Group descriptors

Overview

A group descriptor is a data structure that describes a group of processes. Each group is given a name, which is used as a key to refer to the group. For each group name, a process belongs to at most one group, which is a subset of all processes in the job.

There are two pre-defined groups: WORLD which contains all processes in MPI_COMM_WORLD and NODE which contains all processes on the same node. SCR determines which processes are on the same node by splitting processes into groups that have the same value for scr_my_hostname, which is set by calling scr_env_hostname().

Additional groups may be defined via entries in the system or user configuration files. It is necessary to define additional groups when failure modes or storage devices span multiple compute nodes. For example if network switch failures are common, then one could define a group to specify which nodes share a network switch to enable SCR to protect against such failures.

The group descriptor is a C struct. During the run, the SCR library maintains an array of group descriptor structures in a global variable named scr_groupdescs. It records the number of descriptors in this list in a variable named scr_ngroupdescs. It builds this list during SCR_Init() by calling scr_groupdescs_create() which constructs the list from a third variable called scr_groupdescs_hash. This hash variable is initialized from entries in the configuration files while processing SCR parameters. The group structures are freed in SCR_Finalize() by calling scr_groupdescs_free().

Group descriptor struct

Here is the definition for the C struct.

typedef struct {
  int      enabled;      /* flag indicating whether this descriptor is active */
  int      index;        /* each descriptor is indexed starting from 0 */
  char*    name;         /* name of group */
  MPI_Comm comm;         /* communicator of processes in same group */
  int      rank;         /* local rank of process in communicator */
  int      ranks;        /* number of ranks in communicator */
} scr_groupdesc;

The enabled field is set to 0 (false) or 1 (true) to indicate whether this particular group descriptor may be used. Even though a group descriptor may be defined, it may be disabled. The index field records the index within the scr_groupdescs array. The name field is a copy of the group name. The comm field is a handle to the MPI communicator that defines the group the process is a member of. The rank and ranks fields cache the rank of the process in this communicator and the number of processes in this communicator, respectively.

Example group descriptor configuration file entries

Here are some examples of configuration file entries to define new groups.

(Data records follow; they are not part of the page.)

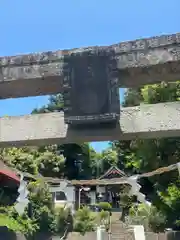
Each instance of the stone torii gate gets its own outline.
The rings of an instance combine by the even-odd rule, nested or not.
[[[65,102],[64,113],[0,118],[0,147],[180,136],[178,102],[119,104],[119,87],[180,80],[180,33],[1,57],[0,70],[1,99],[62,92]]]

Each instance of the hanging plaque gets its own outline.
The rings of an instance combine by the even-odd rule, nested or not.
[[[65,57],[64,114],[67,124],[117,121],[120,104],[113,61],[113,54],[96,49],[93,53],[79,52]]]

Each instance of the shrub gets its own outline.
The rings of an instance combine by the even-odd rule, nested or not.
[[[74,231],[85,235],[86,232],[94,231],[95,217],[92,215],[88,207],[79,209],[74,218]]]
[[[146,231],[161,232],[166,225],[166,217],[155,206],[139,204],[130,209],[130,224],[143,224]]]
[[[104,211],[111,211],[112,209],[111,204],[108,202],[100,202],[98,206]]]
[[[55,209],[55,223],[56,232],[64,234],[65,230],[71,231],[73,228],[73,218],[69,208],[56,208]]]

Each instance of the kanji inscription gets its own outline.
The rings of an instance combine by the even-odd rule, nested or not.
[[[113,54],[113,53],[112,53]],[[65,122],[86,124],[116,121],[119,116],[119,95],[115,61],[106,52],[76,53],[64,59]]]

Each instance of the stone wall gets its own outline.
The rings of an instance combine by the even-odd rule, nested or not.
[[[59,240],[59,237],[51,237],[48,234],[38,234],[32,240]],[[146,233],[146,240],[179,240],[180,232]],[[0,227],[0,240],[27,240],[23,234],[13,233],[5,227]],[[67,240],[96,240],[96,233],[89,232],[85,236],[79,233],[70,233]],[[108,234],[104,233],[103,240],[108,240]],[[126,239],[128,240],[128,239]]]

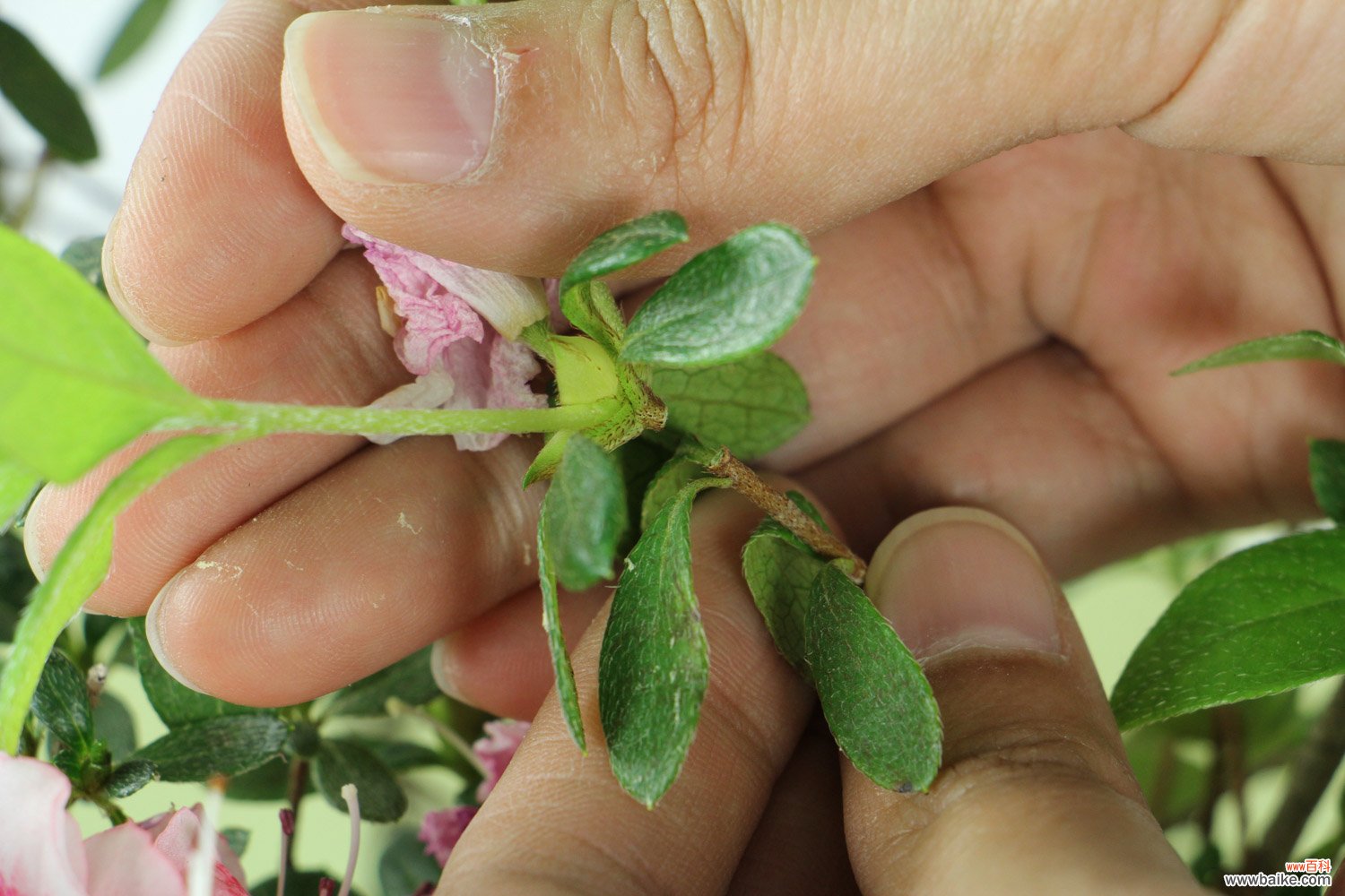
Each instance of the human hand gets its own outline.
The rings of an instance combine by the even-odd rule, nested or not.
[[[982,510],[929,510],[874,557],[869,592],[925,658],[946,727],[929,793],[898,794],[808,724],[811,692],[737,575],[752,523],[725,494],[697,505],[714,661],[697,739],[658,810],[621,791],[604,744],[574,751],[547,699],[438,892],[1202,892],[1143,803],[1068,604],[1015,529]],[[600,631],[574,653],[590,731]]]
[[[763,218],[843,224],[816,238],[814,298],[777,347],[815,422],[771,465],[834,508],[861,553],[907,513],[958,501],[1015,520],[1072,575],[1309,513],[1302,439],[1345,431],[1334,369],[1166,377],[1240,339],[1338,329],[1338,169],[1153,145],[1345,154],[1345,79],[1323,36],[1345,16],[1229,8],[855,3],[804,23],[788,4],[523,0],[320,16],[292,34],[311,95],[288,79],[286,138],[296,11],[234,0],[156,113],[109,235],[113,294],[155,341],[190,343],[156,352],[198,391],[362,404],[406,375],[371,273],[338,255],[338,215],[521,273],[555,273],[592,234],[659,207],[685,212],[698,244]],[[445,82],[410,48],[461,48],[453,23],[468,20],[507,74],[484,163],[432,184],[352,171],[364,157],[383,180],[426,176],[397,160],[443,149],[457,125],[397,98],[408,83],[437,95]],[[351,145],[315,142],[309,125],[338,120]],[[1102,130],[1114,125],[1150,142]],[[1093,133],[974,164],[1080,130]],[[550,681],[526,547],[539,496],[516,488],[534,449],[230,449],[121,519],[90,609],[139,614],[159,594],[164,661],[254,704],[443,637],[445,685],[529,716]],[[39,566],[124,462],[44,493]],[[603,599],[568,600],[568,630]]]

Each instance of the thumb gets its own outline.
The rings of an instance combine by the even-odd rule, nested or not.
[[[343,218],[557,273],[677,208],[698,244],[842,223],[971,161],[1159,106],[1217,3],[519,0],[301,16],[296,159]],[[674,259],[667,259],[674,261]]]
[[[1145,806],[1079,627],[1017,529],[982,510],[921,513],[880,545],[869,583],[925,660],[946,742],[927,794],[881,790],[845,763],[863,892],[1202,892]]]

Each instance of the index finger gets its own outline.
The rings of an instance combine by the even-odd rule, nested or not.
[[[155,109],[108,228],[108,292],[147,339],[230,333],[278,308],[342,247],[300,173],[280,109],[282,38],[307,8],[363,0],[230,0]]]

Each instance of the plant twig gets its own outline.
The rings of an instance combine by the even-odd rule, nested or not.
[[[728,449],[720,451],[720,454],[714,458],[714,462],[707,463],[705,469],[714,476],[721,476],[729,480],[736,492],[741,493],[752,501],[752,504],[756,504],[759,508],[775,517],[781,525],[803,539],[804,544],[818,553],[841,560],[849,560],[853,564],[853,568],[850,570],[850,579],[853,579],[855,584],[863,582],[863,574],[868,571],[868,564],[859,559],[859,555],[851,551],[845,541],[818,525],[812,517],[800,510],[798,505],[788,498],[788,496],[781,493],[779,489],[772,489],[767,485],[761,477],[756,474],[756,470],[733,457]]]
[[[1341,760],[1345,760],[1345,682],[1336,689],[1336,696],[1294,759],[1289,794],[1266,829],[1260,846],[1251,853],[1248,868],[1283,868],[1293,858],[1290,850],[1302,836],[1303,826],[1321,802]]]

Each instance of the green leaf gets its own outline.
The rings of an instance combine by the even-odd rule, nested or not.
[[[253,707],[239,707],[226,703],[218,697],[192,690],[169,676],[145,635],[145,619],[129,619],[126,627],[130,633],[130,643],[136,653],[136,669],[140,670],[140,684],[145,688],[149,705],[155,708],[159,717],[169,728],[176,728],[202,719],[217,719],[219,716],[250,716],[257,712],[266,712]],[[270,711],[274,715],[274,711]]]
[[[378,883],[383,896],[414,896],[422,884],[440,877],[438,862],[425,853],[425,844],[413,830],[398,830],[378,860]]]
[[[798,492],[790,498],[823,528],[816,509]],[[742,578],[765,627],[785,660],[812,681],[806,658],[807,614],[812,583],[827,562],[779,521],[765,517],[742,547]]]
[[[601,450],[601,449],[599,449]],[[553,489],[555,486],[551,486]],[[561,715],[570,739],[581,752],[588,752],[584,737],[584,716],[580,713],[580,695],[574,688],[574,670],[565,649],[565,631],[561,630],[561,609],[555,594],[555,570],[547,532],[551,513],[551,493],[542,500],[542,514],[537,521],[537,580],[542,590],[542,629],[546,631],[546,646],[551,653],[551,672],[555,674],[555,693],[561,700]]]
[[[625,320],[612,298],[612,290],[603,283],[576,283],[561,293],[561,312],[570,324],[588,333],[615,357],[625,337]]]
[[[803,380],[771,352],[698,369],[659,368],[650,387],[668,406],[668,426],[741,459],[784,445],[810,418]]]
[[[89,161],[98,154],[98,140],[79,95],[7,21],[0,21],[0,94],[42,134],[52,154],[69,161]]]
[[[615,274],[687,239],[686,220],[675,211],[656,211],[613,227],[596,236],[565,269],[561,294],[576,283]],[[578,326],[573,317],[570,322]]]
[[[102,236],[77,239],[65,247],[61,261],[79,271],[90,286],[106,296],[108,283],[102,278]]]
[[[219,836],[225,838],[229,849],[239,858],[243,857],[243,853],[247,852],[247,844],[252,842],[252,832],[246,827],[222,827]]]
[[[440,693],[434,674],[429,669],[429,647],[425,647],[338,690],[327,715],[386,716],[389,697],[418,707]]]
[[[219,716],[174,728],[132,759],[155,763],[163,780],[206,780],[270,762],[288,739],[289,725],[270,713]]]
[[[650,523],[659,514],[663,505],[675,498],[678,492],[699,476],[705,476],[705,467],[685,454],[678,453],[664,461],[659,472],[654,474],[648,488],[644,489],[644,501],[640,504],[640,529],[650,528]]]
[[[77,755],[93,743],[93,708],[85,676],[66,654],[52,650],[32,695],[32,715]]]
[[[4,227],[0,282],[0,457],[69,482],[151,429],[214,420],[98,290]]]
[[[888,790],[928,790],[943,725],[920,664],[835,563],[812,583],[807,660],[822,712],[854,767]]]
[[[621,359],[697,367],[767,348],[803,312],[816,259],[803,235],[759,224],[707,249],[635,313]]]
[[[93,729],[108,742],[108,752],[113,759],[120,762],[136,751],[136,720],[116,695],[106,690],[98,695],[98,705],[93,708]]]
[[[1215,367],[1254,364],[1256,361],[1330,361],[1345,364],[1345,345],[1338,339],[1317,330],[1299,330],[1283,336],[1254,339],[1220,349],[1198,361],[1173,371],[1173,376],[1208,371]]]
[[[145,46],[155,28],[163,21],[168,9],[168,0],[140,0],[130,11],[126,20],[121,23],[121,30],[112,39],[108,51],[98,63],[98,78],[106,78],[113,71],[126,64],[136,52]]]
[[[654,806],[672,786],[701,717],[709,647],[691,590],[691,501],[685,486],[635,543],[612,599],[599,658],[599,709],[612,771]]]
[[[121,799],[141,790],[155,779],[159,768],[147,759],[132,759],[117,766],[102,790],[113,799]]]
[[[612,578],[628,523],[625,480],[608,451],[574,435],[546,493],[546,547],[561,584],[582,591]]]
[[[0,458],[0,535],[8,532],[23,514],[40,484],[40,477]]]
[[[1345,672],[1345,529],[1305,532],[1216,563],[1130,657],[1122,728]]]
[[[324,740],[313,759],[317,791],[334,809],[347,811],[344,785],[359,789],[359,814],[366,821],[397,821],[406,813],[406,794],[378,756],[350,740]]]
[[[1317,506],[1338,525],[1345,525],[1345,442],[1313,439],[1307,466]]]

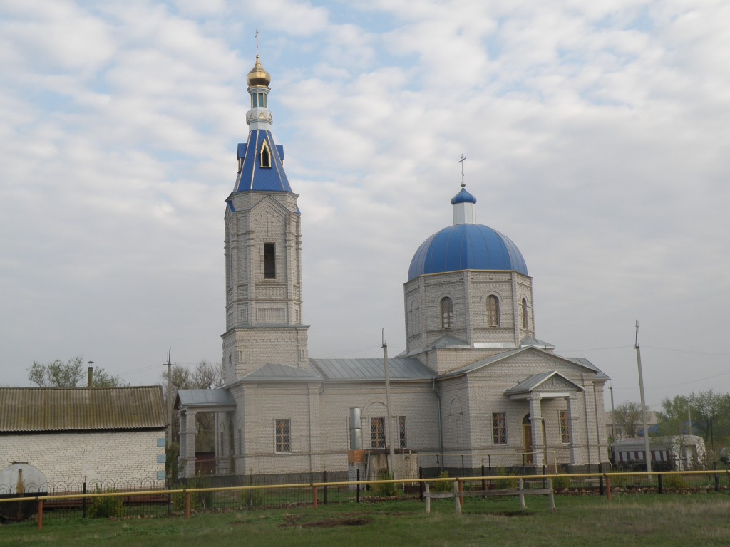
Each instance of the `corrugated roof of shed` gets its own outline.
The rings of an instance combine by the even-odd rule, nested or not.
[[[0,387],[0,432],[149,430],[166,424],[160,386]]]

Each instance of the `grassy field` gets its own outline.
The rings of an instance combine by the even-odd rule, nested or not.
[[[453,500],[329,505],[295,510],[202,513],[137,519],[50,521],[0,527],[0,546],[84,547],[185,546],[727,546],[730,496],[643,494],[468,498],[464,514]]]

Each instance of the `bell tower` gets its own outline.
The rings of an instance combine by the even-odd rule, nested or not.
[[[271,76],[258,55],[248,73],[248,139],[238,145],[238,174],[226,200],[226,384],[268,364],[306,369],[301,324],[301,223],[284,172],[269,109]]]

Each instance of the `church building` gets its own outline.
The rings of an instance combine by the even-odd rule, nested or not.
[[[410,261],[407,349],[388,361],[389,397],[382,358],[310,357],[303,213],[272,134],[271,77],[258,55],[247,83],[248,138],[224,217],[225,383],[178,394],[181,476],[195,473],[198,412],[215,413],[219,474],[345,471],[357,454],[381,466],[387,459],[377,457],[391,447],[396,476],[415,462],[537,470],[607,463],[608,377],[536,338],[526,263],[508,237],[477,224],[477,199],[463,184],[451,199],[453,225]]]

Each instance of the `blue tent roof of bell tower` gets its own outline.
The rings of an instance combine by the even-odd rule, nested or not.
[[[261,152],[264,143],[269,149],[271,167],[261,166]],[[284,147],[276,144],[271,131],[255,129],[248,133],[248,141],[238,145],[238,158],[242,160],[236,179],[235,192],[291,192],[284,171]]]

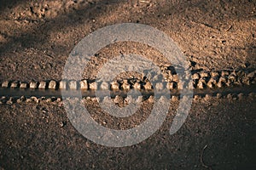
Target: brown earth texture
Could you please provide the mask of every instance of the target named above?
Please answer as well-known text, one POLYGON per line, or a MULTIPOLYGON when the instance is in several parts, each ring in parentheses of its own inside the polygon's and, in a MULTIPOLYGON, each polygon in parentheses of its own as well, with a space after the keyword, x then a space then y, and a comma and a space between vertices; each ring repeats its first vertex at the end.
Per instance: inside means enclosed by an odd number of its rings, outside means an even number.
MULTIPOLYGON (((253 0, 0 0, 0 82, 61 80, 79 42, 100 28, 121 23, 165 32, 192 71, 256 69, 253 0)), ((131 53, 160 66, 169 64, 152 47, 116 42, 91 57, 83 78, 96 78, 108 60, 131 53)), ((3 104, 0 170, 256 169, 255 104, 252 95, 193 99, 185 122, 171 135, 178 101, 171 102, 159 130, 139 144, 119 148, 84 138, 61 104, 3 104)), ((86 100, 85 106, 98 123, 117 129, 136 127, 152 109, 145 100, 128 120, 106 116, 93 99, 86 100)))

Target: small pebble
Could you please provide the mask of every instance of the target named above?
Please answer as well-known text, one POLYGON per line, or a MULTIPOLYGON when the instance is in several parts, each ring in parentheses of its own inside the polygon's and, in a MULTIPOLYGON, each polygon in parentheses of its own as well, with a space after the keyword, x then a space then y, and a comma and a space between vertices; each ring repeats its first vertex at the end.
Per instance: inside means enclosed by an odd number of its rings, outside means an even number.
POLYGON ((51 80, 49 82, 49 89, 56 89, 57 88, 57 82, 54 80, 51 80))
POLYGON ((63 128, 64 126, 66 126, 67 125, 67 122, 65 122, 65 121, 61 121, 61 122, 60 122, 60 127, 61 128, 63 128))
POLYGON ((199 80, 200 79, 200 76, 197 73, 195 73, 192 75, 192 79, 193 80, 199 80))
POLYGON ((146 90, 151 90, 152 89, 152 85, 151 85, 150 82, 147 82, 146 84, 144 84, 144 88, 146 90))
POLYGON ((244 95, 243 95, 243 94, 240 93, 240 94, 237 95, 237 97, 238 97, 239 99, 242 99, 243 97, 244 97, 244 95))
POLYGON ((119 104, 119 103, 123 103, 124 99, 121 96, 115 96, 115 98, 113 99, 113 103, 115 104, 119 104))
POLYGON ((73 89, 73 90, 76 90, 78 88, 78 83, 77 83, 77 81, 75 80, 72 80, 68 82, 68 87, 69 87, 69 89, 73 89))
POLYGON ((38 88, 45 89, 46 88, 46 82, 40 82, 38 88))
POLYGON ((96 90, 98 88, 98 84, 96 82, 89 83, 89 88, 91 90, 96 90))
POLYGON ((155 84, 155 89, 156 90, 163 90, 164 89, 164 84, 162 82, 157 82, 155 84))
POLYGON ((204 89, 206 88, 206 81, 204 79, 200 79, 197 87, 199 89, 204 89))
POLYGON ((32 89, 38 88, 38 82, 31 82, 29 83, 29 88, 32 88, 32 89))
POLYGON ((178 81, 177 82, 177 88, 180 89, 180 90, 183 90, 184 89, 184 82, 183 81, 178 81))
POLYGON ((175 83, 174 82, 167 82, 166 88, 167 88, 167 89, 172 90, 175 88, 175 83))
POLYGON ((178 76, 177 75, 173 75, 172 76, 172 81, 175 82, 178 82, 178 76))
POLYGON ((179 96, 176 96, 176 95, 172 96, 171 99, 171 100, 173 102, 177 101, 178 99, 179 99, 179 96))
POLYGON ((67 89, 67 81, 61 80, 59 85, 60 89, 67 89))
POLYGON ((232 95, 231 94, 229 94, 227 95, 227 99, 233 99, 233 95, 232 95))
POLYGON ((88 89, 88 82, 86 80, 82 80, 80 82, 80 88, 82 90, 87 90, 88 89))
POLYGON ((201 96, 200 96, 200 95, 195 94, 195 95, 194 96, 194 99, 195 99, 195 100, 197 100, 197 99, 201 99, 201 96))
POLYGON ((133 88, 134 89, 137 89, 137 90, 140 90, 142 86, 141 86, 141 83, 139 82, 136 82, 134 84, 133 84, 133 88))
POLYGON ((14 103, 15 99, 13 97, 10 97, 9 100, 6 102, 7 105, 12 105, 14 103))
POLYGON ((118 90, 119 89, 119 83, 116 81, 111 83, 111 89, 113 90, 118 90))
POLYGON ((102 84, 101 84, 101 89, 108 90, 109 89, 109 84, 106 82, 102 82, 102 84))
POLYGON ((212 99, 212 97, 211 94, 207 94, 206 96, 205 96, 205 99, 206 99, 206 100, 210 100, 210 99, 212 99))
POLYGON ((201 77, 208 77, 209 74, 207 72, 201 72, 200 76, 201 77))
POLYGON ((217 72, 217 71, 212 71, 212 72, 211 72, 211 76, 212 77, 218 77, 219 76, 219 74, 218 74, 218 72, 217 72))
POLYGON ((124 80, 124 82, 123 82, 121 87, 124 90, 129 90, 130 89, 130 84, 128 83, 128 81, 124 80))
POLYGON ((217 94, 216 95, 216 98, 218 99, 221 99, 222 98, 222 94, 217 94))
POLYGON ((229 76, 229 75, 230 75, 230 72, 227 71, 221 71, 221 76, 229 76))
POLYGON ((26 82, 20 82, 20 88, 27 88, 27 83, 26 82))
POLYGON ((17 82, 17 81, 13 82, 11 83, 11 86, 10 86, 10 87, 13 88, 19 88, 19 82, 17 82))
POLYGON ((46 103, 50 103, 50 102, 52 102, 52 99, 51 98, 48 98, 48 99, 45 99, 45 102, 46 103))
POLYGON ((2 83, 2 88, 9 88, 9 82, 5 81, 2 83))

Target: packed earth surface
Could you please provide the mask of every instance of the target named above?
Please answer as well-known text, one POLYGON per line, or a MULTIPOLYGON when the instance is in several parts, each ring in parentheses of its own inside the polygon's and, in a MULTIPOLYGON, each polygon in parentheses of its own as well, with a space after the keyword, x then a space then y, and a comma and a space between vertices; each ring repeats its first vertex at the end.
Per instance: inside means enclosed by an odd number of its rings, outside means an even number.
MULTIPOLYGON (((255 80, 253 0, 0 0, 2 87, 5 81, 61 81, 67 58, 84 37, 121 23, 143 24, 166 33, 193 73, 254 71, 250 78, 255 80)), ((172 65, 153 47, 118 42, 91 56, 82 78, 96 79, 108 60, 129 54, 161 68, 172 65)), ((131 77, 141 74, 123 72, 116 78, 131 77)), ((32 100, 0 105, 0 170, 256 168, 253 94, 194 98, 185 122, 172 135, 169 130, 179 100, 172 100, 159 130, 141 143, 119 148, 84 138, 71 123, 61 100, 32 100)), ((96 99, 84 102, 96 122, 119 130, 145 121, 153 105, 143 100, 129 119, 103 113, 96 99)), ((116 104, 125 106, 123 101, 116 104)))

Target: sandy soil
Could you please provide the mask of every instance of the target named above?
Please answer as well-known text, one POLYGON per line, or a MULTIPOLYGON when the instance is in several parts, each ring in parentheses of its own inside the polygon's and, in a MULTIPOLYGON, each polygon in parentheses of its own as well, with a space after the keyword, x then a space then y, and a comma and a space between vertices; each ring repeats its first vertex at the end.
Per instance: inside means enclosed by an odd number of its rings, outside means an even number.
MULTIPOLYGON (((81 39, 124 22, 146 24, 169 35, 194 70, 253 70, 255 14, 256 3, 250 0, 148 0, 135 7, 125 0, 1 0, 0 81, 60 80, 69 53, 81 39)), ((108 59, 131 52, 161 64, 161 54, 150 47, 115 43, 99 51, 84 77, 95 77, 108 59)), ((194 102, 183 128, 171 136, 176 105, 152 137, 119 149, 87 140, 61 106, 1 105, 0 169, 256 167, 255 99, 194 102)), ((96 112, 94 103, 88 105, 96 112)), ((143 108, 146 115, 147 107, 143 108)))

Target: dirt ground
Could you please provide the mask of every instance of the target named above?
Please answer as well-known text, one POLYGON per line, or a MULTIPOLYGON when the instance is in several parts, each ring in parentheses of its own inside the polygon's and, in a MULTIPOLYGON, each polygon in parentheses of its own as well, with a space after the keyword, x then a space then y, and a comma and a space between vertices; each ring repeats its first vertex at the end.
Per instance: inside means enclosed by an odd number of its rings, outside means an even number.
MULTIPOLYGON (((0 0, 0 81, 61 80, 66 60, 80 40, 99 28, 127 22, 166 33, 193 70, 256 68, 253 0, 148 0, 135 5, 126 0, 0 0)), ((84 77, 94 78, 108 59, 131 52, 161 65, 161 54, 150 47, 115 43, 98 52, 84 77)), ((89 105, 92 112, 94 106, 89 105)), ((152 137, 117 149, 84 138, 61 106, 0 107, 0 169, 256 168, 255 99, 194 101, 186 122, 171 136, 174 105, 152 137)))

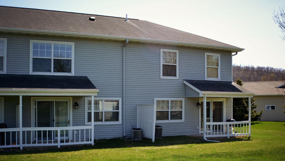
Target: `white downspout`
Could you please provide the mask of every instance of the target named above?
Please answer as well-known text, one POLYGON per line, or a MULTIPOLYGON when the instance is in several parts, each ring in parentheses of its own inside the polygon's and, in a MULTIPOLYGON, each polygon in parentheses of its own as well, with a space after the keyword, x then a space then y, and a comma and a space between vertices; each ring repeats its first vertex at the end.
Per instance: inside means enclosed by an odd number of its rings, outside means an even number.
POLYGON ((129 43, 129 39, 126 39, 126 42, 123 45, 123 133, 126 136, 126 46, 129 43))

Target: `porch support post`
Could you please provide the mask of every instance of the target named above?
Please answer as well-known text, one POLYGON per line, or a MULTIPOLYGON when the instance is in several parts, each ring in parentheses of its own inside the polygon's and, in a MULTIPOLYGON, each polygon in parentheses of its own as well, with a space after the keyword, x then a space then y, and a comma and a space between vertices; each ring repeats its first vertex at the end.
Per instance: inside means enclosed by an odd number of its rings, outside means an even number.
POLYGON ((91 144, 94 145, 94 96, 91 96, 91 144))
MULTIPOLYGON (((23 100, 22 100, 22 96, 21 95, 19 96, 20 97, 20 104, 19 104, 20 110, 19 110, 19 112, 20 114, 19 116, 19 119, 20 120, 20 124, 19 125, 19 127, 20 127, 20 140, 19 141, 20 142, 20 150, 23 150, 23 131, 22 131, 23 129, 23 127, 22 126, 22 102, 23 100)), ((17 136, 16 136, 17 137, 17 136)))
POLYGON ((207 121, 207 118, 206 118, 207 115, 206 113, 207 112, 206 109, 206 105, 207 104, 207 95, 205 94, 205 96, 203 97, 203 127, 204 129, 203 136, 203 137, 204 139, 205 140, 206 140, 206 122, 207 121))
POLYGON ((249 97, 249 137, 251 135, 251 98, 249 97))

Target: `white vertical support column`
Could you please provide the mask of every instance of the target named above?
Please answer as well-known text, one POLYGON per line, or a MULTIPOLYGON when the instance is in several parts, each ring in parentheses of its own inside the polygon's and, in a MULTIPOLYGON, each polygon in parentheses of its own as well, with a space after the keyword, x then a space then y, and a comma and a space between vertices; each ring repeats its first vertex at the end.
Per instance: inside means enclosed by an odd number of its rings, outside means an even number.
POLYGON ((91 96, 91 144, 94 145, 94 96, 91 96))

GROUPS=zin1  POWER=psu1  SWITCH=0
GROUPS=zin2  POWER=psu1  SWITCH=1
GROUPS=zin3  POWER=psu2  SWITCH=0
GROUPS=zin4  POWER=psu2  SWITCH=1

Group descriptor entries are identified by a leading GROUPS key. Each line corresponds to a single compute node, where the hostname is the value of the GROUPS key. There must be one line for every compute node in the allocation. It is recommended to specify groups in the system configuration file.

The remaining values on the line specify a set of group name / value pairs. The group name is the string to be referenced by store and checkpoint descriptors. The value can be an arbitrary character string. The only requirement is that for a given group name, nodes that form a group must specify identical values.

In the above example, there are four compute nodes: zin1, zin2, zin3, and zin4. There are two groups defined: POWER and SWITCH. Nodes zin1 and zin2 belong to the same POWER group, as do nodes zin3 and zin4. For the SWITCH group, nodes zin1 and zin3 belong to the same group, as do nodes zin2 and zin4.

Common functions

This section describes some of the most common group descriptor functions. These functions are defined in scr_groupdesc.h and implemented in scr_groupdesc.c.

Creating and freeing the group descriptors array

To initialize the scr_groupdescs and scr_ngroupdescs variables from the scr_groupdescs_hash variable:

scr_groupdescs_create();

Free group descriptors array.

scr_groupdescs_free();

Lookup group descriptor by name

To lookup a group descriptor by name.

scr_groupdesc* group = scr_groupdescs_from_name(name);

This returns NULL if the specified group name is not defined. There is also a function to return the index of a group within scr_groupdescs.

int index = scr_groupdescs_index_from_name(name);

This returns an index value in the range \([0, \texttt{scr\_ngroupdescs})\) if the specified group name is defined and it returns -1 otherwise.